L’un des plus grands plaisirs de la vie est d’observer l’évolution de la scène jazz Londonienne durant ces dernières années, c’est pour ça qu’on a été voir Sons of Kemet, Nubya Garcia et Cktrl au Pitchfork Music Festival de Paris. On vous raconte :
L’énergie, maitre-mot de ce concert, s’est accentuée doucement mais sûrement au fil des heures. Cktrl a ouvert la soirée avec des morceaux sereins et introspectifs de l’EP « Robyn » sorti en 2020. Ce DJ, producteur et musicien multi-instrumentaliste a commencé par délivrer une mélodie explorative à la clarinette qu’il a ensuite substitué par son saxophone. Il continue une expression musicale qui reflète un état d’esprit rêveur, occupant un espace amorphe entre le jazz classique, l’improvisation et la soul mélodique. La proximité des microphones permet le dévoilement des détails de sa respiration, renforçant le caractère méditatif de la musique.
Après cette première partie très calme, place à l’une des protagonistes indiscutables de la communauté jazz anglaise qui entre en scène accompagnée du batteur Sam Jones, le double bassiste Daniel Casimir et le claviériste Al McSween. Sans prévenir, Sam Jones inaugure cette 2ème partie du concert par un intense solo de batterie, Nubya Garcia et le reste du groupe le rejoignent, les spectateurs se parent de leurs plus beaux stank faces et la fête commence
Elle invite le public à se défaire de tout complexe pour bouger comme bon lui semble, et nous embarque en plaisantant dans une leçon pour apprendre à bien prononcer son prénom : Apparemment c’est nu-ba-ya, non pas Nu-bya. Quand elle n’est pas entrain de jouer, Nub(a)ya se transforme en danseuse et en conteuse captivante, revenant sur son expérience du confinement et exprimant sa sincère reconnaissance de jouer à Paris, « the best crowd of this tour ».
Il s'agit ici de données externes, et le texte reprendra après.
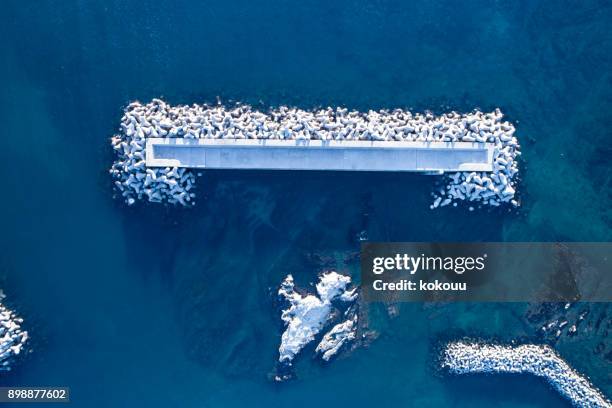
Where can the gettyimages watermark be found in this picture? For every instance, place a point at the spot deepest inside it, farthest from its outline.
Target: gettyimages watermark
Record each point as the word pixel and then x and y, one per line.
pixel 487 272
Les tracks joués font partie de son album « Source » sorti en 2020, qui mélange des sonorités dub-reggae ou ethio-jazz aux principes fondamentaux du jazz classique, pour incarner un large spectre d’émotions. Elle rend également hommage à son propre héritage afro-caribéen en s’éloignant parfois des rythmes traditionnels du jazz avec son jeu lyrique mais sans jamais éclipser les autres musiciens.
Nubya quitte la scène en s’excusant de ne pas avoir eu plus de temps pour jouer, puis se précipite vers le balcon du Bataclan, une Budweiser à la main et le regard plein d’anticipation pour Sons Of Kemet, qu’elle applaudit comme la plus grande des fans au moment où ils montent sur scène après la pause.
Le groupe est dirigé par Shabaka Hutchings, Saxophoniste, compositeur et figure incontournable de la scène du jazz londonien. Il est accompagné des batteurs Edward Wakili-Hick et Tom Skinner, ainsi que du brillant tubiste Theon Cross, un artiste qui ne fait que pousser les limites de son instrument depuis des années.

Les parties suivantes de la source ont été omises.